Distribution challenges

Taylor says the vaccine outlook for low-income countries could be even bleaker when you consider that the vast majority of low-income countries need vaccines that don’t require extreme cold storage. That means only certain candidates in development will be suitable.

For example, one of the main candidate vaccines in late-stage trials, a Pfizer formulation, requires storage at temperatures ranging from -60 to -80 degrees Celsius, or around -76 to -112 degrees Fahrenheit.

Meanwhile, a Johnson & Johnson vaccine candidate, while it must be shipped frozen, can be stored at typical refrigeration temperatures for several months and only requires one dose – two factors that will alleviate distribution challenges in low-income countries. But the new analysis reveals that the US, UK, EU and Canada have already negotiated large pre-purchase deals for Johnson & Johnson’s candidate vaccine, potentially excluding low-income countries.

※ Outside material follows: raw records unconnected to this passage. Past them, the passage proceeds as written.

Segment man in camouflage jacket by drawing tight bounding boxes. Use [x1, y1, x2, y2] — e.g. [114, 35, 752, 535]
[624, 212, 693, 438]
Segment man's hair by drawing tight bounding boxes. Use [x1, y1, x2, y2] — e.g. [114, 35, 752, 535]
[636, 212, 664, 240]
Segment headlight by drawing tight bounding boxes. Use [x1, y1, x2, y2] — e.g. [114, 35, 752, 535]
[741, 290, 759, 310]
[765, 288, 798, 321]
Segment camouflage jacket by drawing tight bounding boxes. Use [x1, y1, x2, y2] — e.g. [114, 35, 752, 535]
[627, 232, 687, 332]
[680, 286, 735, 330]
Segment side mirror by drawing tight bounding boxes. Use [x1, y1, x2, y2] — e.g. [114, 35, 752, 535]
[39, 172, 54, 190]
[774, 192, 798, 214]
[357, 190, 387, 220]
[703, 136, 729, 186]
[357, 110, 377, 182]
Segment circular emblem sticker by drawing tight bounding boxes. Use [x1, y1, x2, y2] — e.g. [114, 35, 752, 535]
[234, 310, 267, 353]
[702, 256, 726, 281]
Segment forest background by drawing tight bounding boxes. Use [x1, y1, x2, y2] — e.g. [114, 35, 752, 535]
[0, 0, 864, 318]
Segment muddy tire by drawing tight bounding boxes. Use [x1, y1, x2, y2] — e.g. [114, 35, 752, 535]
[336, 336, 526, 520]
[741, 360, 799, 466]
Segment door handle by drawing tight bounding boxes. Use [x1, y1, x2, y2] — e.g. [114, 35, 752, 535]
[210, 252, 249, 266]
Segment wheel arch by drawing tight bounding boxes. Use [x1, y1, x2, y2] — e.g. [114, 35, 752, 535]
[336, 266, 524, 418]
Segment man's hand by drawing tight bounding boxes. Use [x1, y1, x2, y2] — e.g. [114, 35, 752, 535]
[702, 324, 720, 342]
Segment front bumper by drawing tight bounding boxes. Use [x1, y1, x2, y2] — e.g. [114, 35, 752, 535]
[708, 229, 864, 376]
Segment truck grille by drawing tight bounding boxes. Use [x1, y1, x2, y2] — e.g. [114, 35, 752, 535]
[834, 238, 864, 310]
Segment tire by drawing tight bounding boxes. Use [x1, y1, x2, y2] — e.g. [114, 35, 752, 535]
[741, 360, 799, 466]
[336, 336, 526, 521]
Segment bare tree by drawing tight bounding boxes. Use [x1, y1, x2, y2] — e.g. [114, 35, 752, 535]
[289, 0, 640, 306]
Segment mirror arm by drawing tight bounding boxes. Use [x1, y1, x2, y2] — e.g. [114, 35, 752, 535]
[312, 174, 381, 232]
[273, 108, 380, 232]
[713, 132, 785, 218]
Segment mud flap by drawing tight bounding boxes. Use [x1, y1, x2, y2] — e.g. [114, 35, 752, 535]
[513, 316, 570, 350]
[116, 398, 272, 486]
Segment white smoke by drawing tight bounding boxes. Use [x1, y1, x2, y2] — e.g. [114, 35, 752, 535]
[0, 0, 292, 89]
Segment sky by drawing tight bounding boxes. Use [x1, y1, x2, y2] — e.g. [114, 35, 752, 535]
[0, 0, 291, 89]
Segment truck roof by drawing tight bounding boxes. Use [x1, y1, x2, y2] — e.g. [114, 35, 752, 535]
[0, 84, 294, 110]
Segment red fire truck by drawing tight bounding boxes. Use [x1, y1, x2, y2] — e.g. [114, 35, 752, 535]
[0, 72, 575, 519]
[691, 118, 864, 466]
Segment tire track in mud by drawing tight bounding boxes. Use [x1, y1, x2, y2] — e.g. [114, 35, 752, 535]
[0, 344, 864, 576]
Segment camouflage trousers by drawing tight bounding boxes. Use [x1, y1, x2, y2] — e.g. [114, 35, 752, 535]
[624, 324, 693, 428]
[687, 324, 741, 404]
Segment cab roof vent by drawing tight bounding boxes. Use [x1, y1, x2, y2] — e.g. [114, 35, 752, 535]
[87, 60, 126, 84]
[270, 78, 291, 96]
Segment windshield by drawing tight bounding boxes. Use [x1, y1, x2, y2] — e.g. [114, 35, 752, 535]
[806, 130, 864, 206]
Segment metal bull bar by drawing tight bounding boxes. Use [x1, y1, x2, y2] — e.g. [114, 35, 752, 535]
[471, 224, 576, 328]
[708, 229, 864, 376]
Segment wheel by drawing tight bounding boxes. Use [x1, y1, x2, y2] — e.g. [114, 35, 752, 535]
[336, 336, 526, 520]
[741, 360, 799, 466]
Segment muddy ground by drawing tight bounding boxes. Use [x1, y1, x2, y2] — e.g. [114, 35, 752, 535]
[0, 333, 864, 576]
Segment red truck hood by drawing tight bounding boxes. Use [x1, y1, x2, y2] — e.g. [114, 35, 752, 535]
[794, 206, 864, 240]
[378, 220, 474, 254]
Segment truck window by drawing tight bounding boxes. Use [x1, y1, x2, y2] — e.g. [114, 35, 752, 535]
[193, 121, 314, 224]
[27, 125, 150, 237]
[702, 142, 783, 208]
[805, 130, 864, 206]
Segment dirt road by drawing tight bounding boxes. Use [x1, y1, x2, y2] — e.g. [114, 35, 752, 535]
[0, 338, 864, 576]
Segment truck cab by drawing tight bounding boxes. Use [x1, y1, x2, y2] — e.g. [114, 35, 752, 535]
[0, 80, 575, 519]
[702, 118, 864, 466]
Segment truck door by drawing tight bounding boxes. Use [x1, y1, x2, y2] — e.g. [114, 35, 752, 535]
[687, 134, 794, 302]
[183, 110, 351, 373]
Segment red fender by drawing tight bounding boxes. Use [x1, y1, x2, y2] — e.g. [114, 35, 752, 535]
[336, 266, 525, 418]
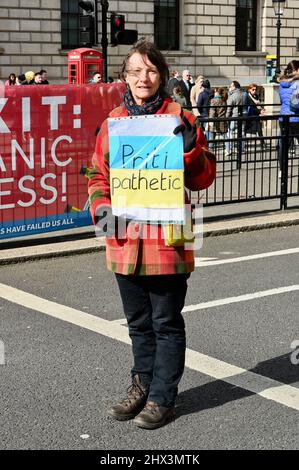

Taylor notes that other challenges that disproportionately affect low-income countries include the need for supplies such as syringes to be shipped and available in time for the arrival of vaccines. Furthermore, it says that while there have been great strides in developing better infrastructure in low-income countries for childhood vaccines, COVID-19 will require vaccination campaigns targeting adults and especially older adults.

“There are significant challenges and they can be overcome,” says Taylor.

But, he adds, “without knowing if they will have access to vaccines or the number of doses or the type of cold storage necessary for the vaccines they can receive, it is difficult for countries to move aggressively to prepare.”